No tremor shook her woman's breast,
No terror blanched her brow;
She spoke, she smiled, she took her rest,
And hidden held her vow.

"She mused upon her country's wrong,
Upon the tyrant's guilt;
Her settled purpose grew more strong
As blood was freshly spilt.
What though the fair, smooth hand were slight!
It grasped the sharpened steel;
A triumph flashed before her sight—
The death that it should deal.

"She sought her victim in his den—
The tiger in his lair;
And though she found him feeble then,
There was no thought to spare.
Fast through his dying, guilty heart,
That pity yet withstood,
She made her gleaming weapon dart,
And stained her soul with blood."

In another chapter of her work Miss Mitford gives us a slight biographical sketch of one who needs no introduction here or elsewhere—of the now celebrated Mrs Browning. The sketch is very interesting, but the extract given from her poems is not very happily selected. Miss Mitford does not seem to have ventured to trust herself among the more daring beauties—the bolder and more spiritual flights of her friend Mrs Browning. Her taste clings, as we have said, to what is distinct and definite. Of this we have rather an amusing instance in the criticism she passes on Shelley's Alastor. There is good sense and some truth in the criticism, and yet it is not all that ought to have been said of such a poem:—

"The first time," she says, "I ever met with any of his works, this vagueness brought me into a ludicrous dilemma. It was in the great library of Tavistock House that Mr Perry one morning put into my hand a splendidly printed and splendidly bound volume, (Alastor, as I think,) and desired me to read it, and give him my opinion. 'You will at least know,' he said, 'whether it be worth anybody else's reading.'

"Accordingly I took up the magnificent presentation copy, and read conscientiously till visitors came in. I had no marker, and the richly-bound volume closed as if instinctively; so that when I resumed my task, on the departure of the company, not being able to find my place, I was obliged to begin the book at the first line.

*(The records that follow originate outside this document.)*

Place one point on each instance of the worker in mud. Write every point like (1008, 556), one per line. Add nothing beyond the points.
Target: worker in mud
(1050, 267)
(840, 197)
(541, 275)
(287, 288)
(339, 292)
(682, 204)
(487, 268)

More visitors came and went, and still the same calamity befell me; again, and again, and again I had to search in vain amongst a succession of melodious lines, as like each other as the waves of the sea, for buoy or landmark, and had always to put back to shore and begin my voyage anew. I do not remember having been ever in my life more ashamed of my own stupidity, than when obliged to say to Mr Perry, in answer to his questions as to the result of my morning's studies, that doubtless it was a very fine poem—only, that I never could tell, when I took up the book, where I had left off half an hour before—an unintended criticism, which, as characteristic both of author and reader, very much amused my kind and clever host."

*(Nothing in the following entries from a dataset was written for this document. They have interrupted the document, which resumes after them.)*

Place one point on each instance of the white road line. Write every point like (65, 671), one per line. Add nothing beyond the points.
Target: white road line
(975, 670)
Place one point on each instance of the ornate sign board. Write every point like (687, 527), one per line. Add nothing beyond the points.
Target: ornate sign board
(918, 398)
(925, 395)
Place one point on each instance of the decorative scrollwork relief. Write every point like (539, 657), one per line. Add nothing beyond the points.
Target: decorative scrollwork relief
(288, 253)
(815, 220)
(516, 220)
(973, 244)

Now, if, instead of the magnificent presentation copy, read in the great library of Tavistock House, where visitors were coming in and going out, Miss Mitford had taken a little homely manageable volume down Woodcock Lane, and there read Alastor, undisturbed, beneath the shadow of the trees, she must, we think, have had to record a very different impression of the poem. She would have needed no "marker." Perhaps there would have lived in her memory an hour of intellectual pleasure as great as any that the page of the poet had ever procured for her. Though not the highest effort of Shelley's genius, Alastor is probably the most pleasing. There is no tortuosity of thought to pardon or to forget; it is one unbroken interwoven strain of music, of imagery, of sentiment. Those who have defined poetry as the luxury of thought, could nowhere find a better example to illustrate their meaning—it is all music, imagination, feeling. Oh, when the summer months come round, let us entreat Miss Mitford to try it in Woodcock Lane! How could she trust to anything she had read out of a magnificent presentation copy, in the great library at Tavistock House?

The quotation from Keats is very skilfully selected; it must please the most fastidious taste, and is yet sufficiently peculiar to suggest that no one but Keats could have written it. From the writings of W. S. Landor she might have gathered much better, and without devoting to them any larger space than she has done. If she had turned to the miscellaneous poems which conclude his collected works, she might have extracted two or three of the most polished and perfect lyrics in our language, and which have the precise qualification, in this case so indispensable, of being very brief.